The experiment is part of a larger research program to study delayed gratification. It was never intended to help parents raise their children. Asking for immediate applications is an odd standard for basic science research. (Unless you reject the value of basic science research entirely.)
Further, the result in a recent replication [1] was a correlation of .28 between the time to ring the bell (to get the marshmallow) and academic achievement. That's not exactly the trivial "4% less likely" effect in your caricature.
(You may also wish to double check your spelling of "marshmallow.")
What is the skill they should teach
? To always eat lunch before doing a psych experiment? To like sugar, or marshmallows in particular, just slightly less? That high self-control in extremely low-reward situations is good?
Teaching a child to do basic budgeting with pocket money is likely to have a vastly higher impact than slight delayed gratification with candy.
I know it's super taboo to consider especially in the current climate but is it possible that people who have high self control are more likely to become rich because of their ability to delay gratification and that therefore those genes will be passed on to their children?
Biology will select against this. All primate females seem to be much more attracted by bold males taking risks, and more prone to use sex to appease dominant males showing violent episodes. The opposite argument could be equally valid.
The only thing that children of rich parents share is to have rich parents. One of the parents being over the mean in the "beautiful" trait, is also very common.
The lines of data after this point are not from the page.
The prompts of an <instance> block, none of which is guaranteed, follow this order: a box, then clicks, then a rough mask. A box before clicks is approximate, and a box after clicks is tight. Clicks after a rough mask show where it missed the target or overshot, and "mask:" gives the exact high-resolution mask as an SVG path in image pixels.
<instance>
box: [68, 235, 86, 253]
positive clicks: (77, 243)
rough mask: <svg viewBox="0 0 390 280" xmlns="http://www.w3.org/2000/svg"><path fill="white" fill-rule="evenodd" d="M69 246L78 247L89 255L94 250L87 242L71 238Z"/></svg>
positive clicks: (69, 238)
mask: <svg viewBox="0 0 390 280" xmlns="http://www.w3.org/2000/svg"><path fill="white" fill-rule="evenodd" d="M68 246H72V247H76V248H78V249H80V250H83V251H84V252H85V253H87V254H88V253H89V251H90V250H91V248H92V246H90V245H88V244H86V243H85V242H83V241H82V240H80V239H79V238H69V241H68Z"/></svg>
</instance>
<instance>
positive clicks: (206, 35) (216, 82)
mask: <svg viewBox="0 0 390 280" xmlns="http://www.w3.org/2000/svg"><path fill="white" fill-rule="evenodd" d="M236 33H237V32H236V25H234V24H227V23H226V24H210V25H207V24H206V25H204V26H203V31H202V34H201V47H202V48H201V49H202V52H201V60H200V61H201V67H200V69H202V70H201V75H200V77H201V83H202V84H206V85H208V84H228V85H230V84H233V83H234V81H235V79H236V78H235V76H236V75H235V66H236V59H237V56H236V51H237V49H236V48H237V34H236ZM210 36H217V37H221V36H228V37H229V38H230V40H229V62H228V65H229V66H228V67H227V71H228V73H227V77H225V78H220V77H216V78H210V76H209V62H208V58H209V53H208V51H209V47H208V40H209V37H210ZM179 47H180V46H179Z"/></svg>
If I understand correctly, you're asserting that that's causal--that being born into affluence causes children to develop in a way that leads to them "passing" the marshmallow test.
Do you have evidence to exclude other possible interpretations, such as the possibility that children resisting the temptation of a marshmallow and their parents being rich are actually the effects of some other underlying single cause?
> If I understand correctly, you're asserting that that's causal--that being born into affluence causes children to develop in a way that leads to them "passing" the marshmallow test.
Stop and think.
If you are rich that marshmallow is probably very bland or you've eaten very well today. So maybe two makes more sense.
If you aren't, that marshmallow is super tasty and you probably didn't eat well today. Plus do you believe that grownup when your mom was lying. Someone might come and eat it.
Then some time passes. Rich kids grow up and are more successful. Delayed gratification is key to success!